Ailesiyle şehir dışında güvenli yerlere gidenler evlerine kimsenin yerleşmemesi için geride bırakmış durumda. Bu endişe nedeniyle ailelerde uzun vadeli hiçbir plan yapılamıyor. Ayaküstü yapılan telefon konuşmasının ya da sohbetlerin sonu büyük bir ciddiyet içinde “Aman, Hatay’ı terk etmeyin, gitseniz de geri gelin”le bitiyor.

* * *

Gelelim, “Deprem şehirleri nasıl ayağa kalkar?” sorusuna olan önerime:

Hatay, Kahramanmaraş, Adıyaman ve Malatya’da felaketin etkisi büyük… Bu kentlerde ilçelerin kendi imkânlarıyla ayağa kalkabilmeleri mümkün değil.

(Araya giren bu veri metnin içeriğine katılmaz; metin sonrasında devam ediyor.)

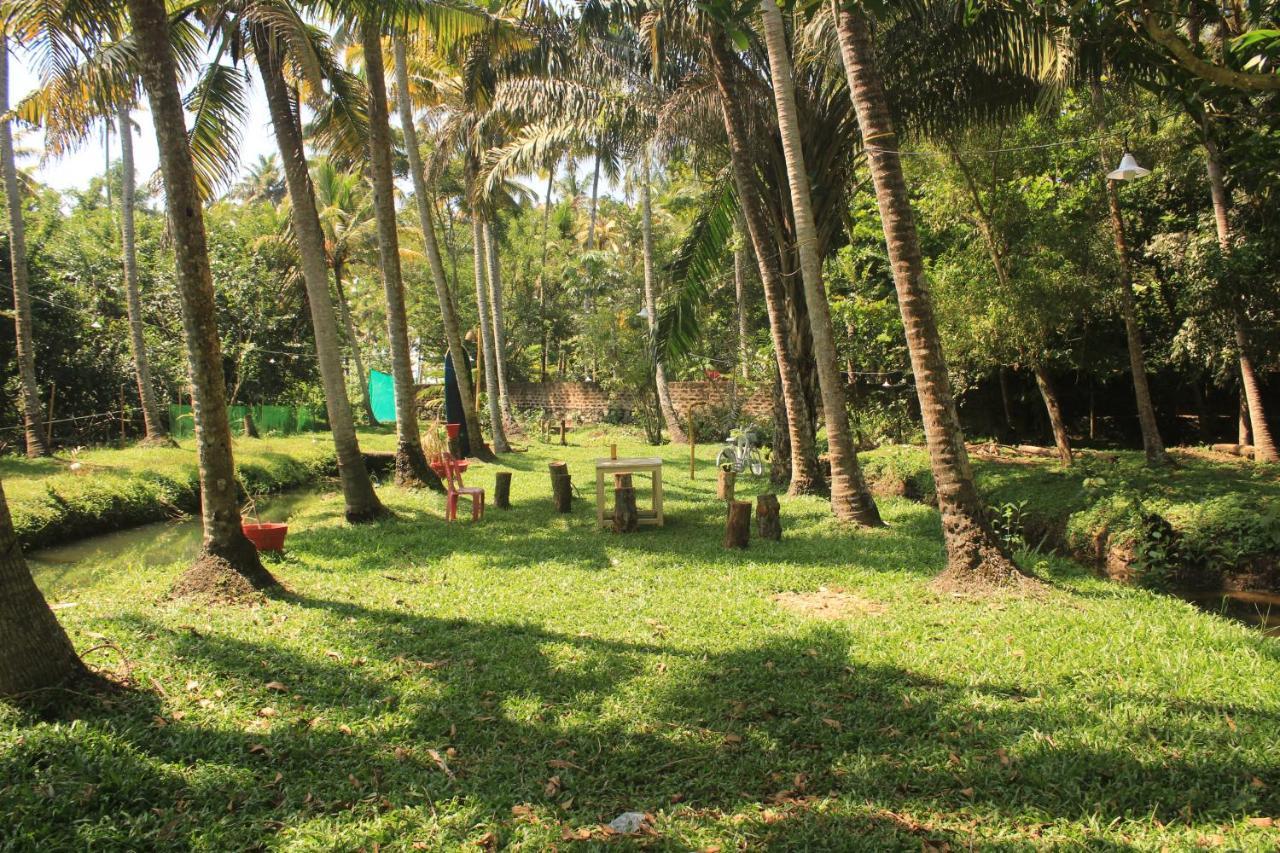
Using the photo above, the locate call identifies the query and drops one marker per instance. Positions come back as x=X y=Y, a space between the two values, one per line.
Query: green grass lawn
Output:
x=103 y=489
x=520 y=682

Türkiye’nin en büyük ilçeleriyle deprem bölgesindeki ilçeler ‘Kardeş İlçe’ projesiyle buluşturulmalı. Büyük ilçelerin teçhizat, insan kaynağı, deneyimleri depremzede ilçelerde değerlendirilmeli. Örneğin Sarıyer Belediyesi, Samandağ Belediyesi’yle eşleşmeli. Merkezi yönetim de bu birleşmeye daha fazla kaynak aktarmalı. Bu yapılmazsa kısa ve orta vadede deprem bölgesinde hayata dönüş mümkün olmayacak.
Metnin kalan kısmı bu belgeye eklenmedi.